French AI startup Mistral AI has unveiled Mixtral 8x22B, a new open-source language model that the company claims achieves the highest open-source performance and efficiency.
The model is a sparse mixture-of-experts (SMoE) model that actively uses only 39 billion of its 141 billion parameters. As a result, the development team claims it offers an exceptionally good price/performance ratio for its size. Its predecessor, Mixtral 8x7B, has been well received by the open-source community.
According to Mistral, Mixtral 8x22B's strengths include multilingualism, with support for English, French, Italian, German, and Spanish, as well as strong math and programming capabilities. It also offers native function calling for using external tools.
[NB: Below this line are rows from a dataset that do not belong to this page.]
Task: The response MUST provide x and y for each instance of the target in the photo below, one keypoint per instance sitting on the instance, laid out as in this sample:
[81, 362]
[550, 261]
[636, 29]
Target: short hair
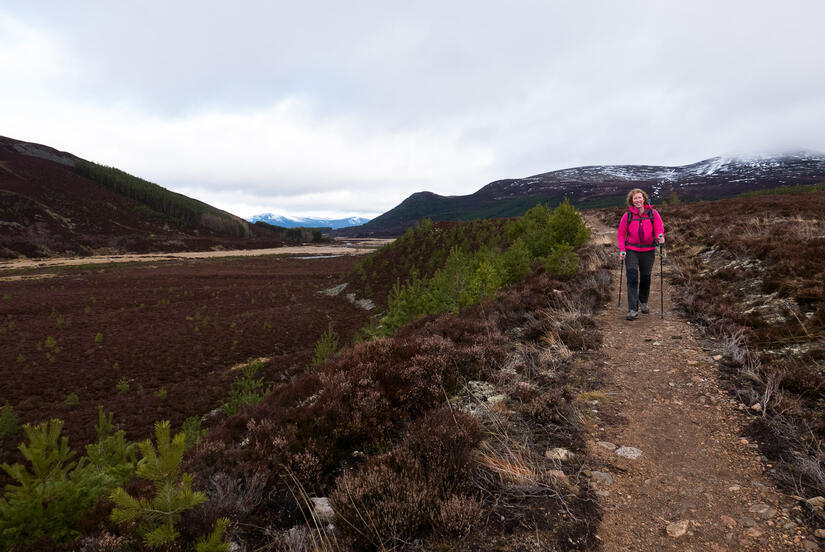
[635, 191]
At 64,000 tokens, the context window is smaller than that of current leading commercial models such as GPT-4 (128K) or Claude 3 (200K).
Open source without restrictions
The Mistral team releases Mixtral 8x22B under the Apache 2.0 license, the most permissive open-source license available. It allows unrestricted use of the model.
According to Mistral, the model's sparse use of active parameters makes it faster than traditional densely trained 70-billion-parameter models and more capable than other open-source models.
Compared to other open models, the Mixtral 8x22B achieves the best results on popular comprehension, logic and knowledge tests such as MMLU, HellaSwag, Wino Grande, Arc Challenge, TriviaQA and NaturalQS.
It also clearly outperforms the 70B LLaMA-2 model in the supported languages - French, German, Spanish and Italian - on the HellaSwag, Arc Challenge and MMLU benchmarks.
The new model can now be tested on Mistral's "la Plateforme". The open-source version is available at Hugging Face, and is a good starting point for fine-tuning applications, according to Mistral. The model requires 258 gigabytes of VRAM.